Maritime experts have been urging Congress to pass the measure to enforce a 2016 ruling by a United Nations-backed arbitration court that voided China’s claim to more than 80% of the South China Sea based on a 1940s map.
The Philippines has been unable to enforce the ruling and has since filed hundreds of protests over what it calls encroachment and harassment by China’s coast guard and its vast fishing fleet.
Mr. Cabili said the Philippines should fast-track mapping its claims in the South China Sea, noting that China has allegedly developed nine of about 20 features in the Spratlys “without our knowledge.”
“They only need two more and they can apply for an archipelago themselves and own these islands,” he added.
Mr. Sharief said the Carta Indigena Filipina was found on an Iranun-Moro ship that sunk along the coast of Sulu between the late 18th century and the early 19th century. It has been at the Museo Naval de Madrid since 1847.
He said the other map of the Philippines commonly used to refer to its territory, the Velarde map, only includes the Second Thomas Shoal and Scarborough Shoal, not the Spratlys.

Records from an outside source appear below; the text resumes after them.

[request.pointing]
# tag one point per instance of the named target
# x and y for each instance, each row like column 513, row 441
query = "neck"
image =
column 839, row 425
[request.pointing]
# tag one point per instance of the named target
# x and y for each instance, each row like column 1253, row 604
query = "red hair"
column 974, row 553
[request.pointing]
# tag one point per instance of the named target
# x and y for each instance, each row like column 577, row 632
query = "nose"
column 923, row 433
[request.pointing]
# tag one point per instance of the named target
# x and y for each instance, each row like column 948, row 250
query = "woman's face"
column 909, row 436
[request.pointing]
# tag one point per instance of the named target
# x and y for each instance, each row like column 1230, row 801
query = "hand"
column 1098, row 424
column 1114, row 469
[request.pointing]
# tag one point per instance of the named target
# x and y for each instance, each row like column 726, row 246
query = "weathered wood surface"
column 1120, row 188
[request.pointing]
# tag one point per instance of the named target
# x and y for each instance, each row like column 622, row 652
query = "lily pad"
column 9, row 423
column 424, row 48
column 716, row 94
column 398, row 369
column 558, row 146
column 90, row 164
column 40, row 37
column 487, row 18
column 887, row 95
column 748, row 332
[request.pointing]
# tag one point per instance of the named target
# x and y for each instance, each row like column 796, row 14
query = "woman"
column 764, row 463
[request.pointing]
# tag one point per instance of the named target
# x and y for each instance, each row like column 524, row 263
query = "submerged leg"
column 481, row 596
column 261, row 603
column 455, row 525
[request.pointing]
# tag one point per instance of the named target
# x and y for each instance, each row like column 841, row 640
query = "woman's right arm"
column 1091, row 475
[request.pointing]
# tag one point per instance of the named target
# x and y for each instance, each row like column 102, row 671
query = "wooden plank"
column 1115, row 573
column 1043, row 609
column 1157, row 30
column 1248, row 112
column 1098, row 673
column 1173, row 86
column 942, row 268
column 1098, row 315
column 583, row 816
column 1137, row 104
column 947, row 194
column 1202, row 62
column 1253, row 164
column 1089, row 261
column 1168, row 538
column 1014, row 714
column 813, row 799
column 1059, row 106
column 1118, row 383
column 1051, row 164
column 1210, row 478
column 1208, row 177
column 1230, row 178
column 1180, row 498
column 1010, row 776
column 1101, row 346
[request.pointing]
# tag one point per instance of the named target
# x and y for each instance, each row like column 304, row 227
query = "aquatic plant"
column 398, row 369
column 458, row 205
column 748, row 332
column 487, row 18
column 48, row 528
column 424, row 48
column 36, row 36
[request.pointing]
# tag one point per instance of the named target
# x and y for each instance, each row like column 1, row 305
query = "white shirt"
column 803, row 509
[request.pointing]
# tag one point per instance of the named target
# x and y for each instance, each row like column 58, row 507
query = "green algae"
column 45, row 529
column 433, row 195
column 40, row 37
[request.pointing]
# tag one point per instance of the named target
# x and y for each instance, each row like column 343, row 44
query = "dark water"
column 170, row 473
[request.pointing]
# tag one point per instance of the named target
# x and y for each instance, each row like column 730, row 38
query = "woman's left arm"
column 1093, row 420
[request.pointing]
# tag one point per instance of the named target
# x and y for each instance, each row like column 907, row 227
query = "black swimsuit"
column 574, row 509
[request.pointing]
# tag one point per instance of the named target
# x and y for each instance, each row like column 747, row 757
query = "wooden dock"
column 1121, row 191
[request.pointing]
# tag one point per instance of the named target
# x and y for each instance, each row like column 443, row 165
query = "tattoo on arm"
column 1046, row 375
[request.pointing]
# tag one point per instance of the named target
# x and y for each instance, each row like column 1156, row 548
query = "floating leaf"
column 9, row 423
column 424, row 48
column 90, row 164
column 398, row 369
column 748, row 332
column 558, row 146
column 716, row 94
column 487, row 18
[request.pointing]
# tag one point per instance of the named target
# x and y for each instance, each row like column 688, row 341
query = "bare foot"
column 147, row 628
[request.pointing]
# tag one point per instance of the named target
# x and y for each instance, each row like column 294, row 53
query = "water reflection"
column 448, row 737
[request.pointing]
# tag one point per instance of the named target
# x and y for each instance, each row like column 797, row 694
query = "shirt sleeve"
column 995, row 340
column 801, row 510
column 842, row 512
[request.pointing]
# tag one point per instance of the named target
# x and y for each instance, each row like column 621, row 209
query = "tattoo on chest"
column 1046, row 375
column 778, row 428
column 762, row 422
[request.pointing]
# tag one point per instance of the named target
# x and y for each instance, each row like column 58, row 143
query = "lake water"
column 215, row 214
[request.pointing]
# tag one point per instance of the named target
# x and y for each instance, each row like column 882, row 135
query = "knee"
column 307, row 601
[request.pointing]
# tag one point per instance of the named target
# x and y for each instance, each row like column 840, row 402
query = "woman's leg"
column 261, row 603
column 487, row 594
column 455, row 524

The Spratly Islands are a disputed archipelago in the South China Sea composed of islands, islets, cays and more than 100 reefs. They lie off the coasts of the Philippines, Malaysia and southern Vietnam.
“The Carta Indigena Filipina map includes the South China Sea itself and it was drawn by indigenous Filipinos,” Mr. Sharief said.
The Iranun ethnic group, known to be ancestors of the Maranao and Maguindanaon, traded spices, vegetables and gold via the Sulawan Island or the Spratlys and Panakot Island or Scarborough Shoal, Mr. Cabili said.
“They were really warriors or pirates of the sea,” he said. “They were really very much armed during those days and they fought for the products they had on board.”
“Our ancestors actually traded from Palawan to the mainland Southeast Asia through the Spratlys,” Mr. Sharief said.
Mr. Cabili said he is set to meet with President Ferdinand R. Marcos, Jr.’s special envoy to China, Teodoro “Teddy Boy” L. Locsin, Jr. to propose negotiations with Beijing using the Carta Indigena Filipina map.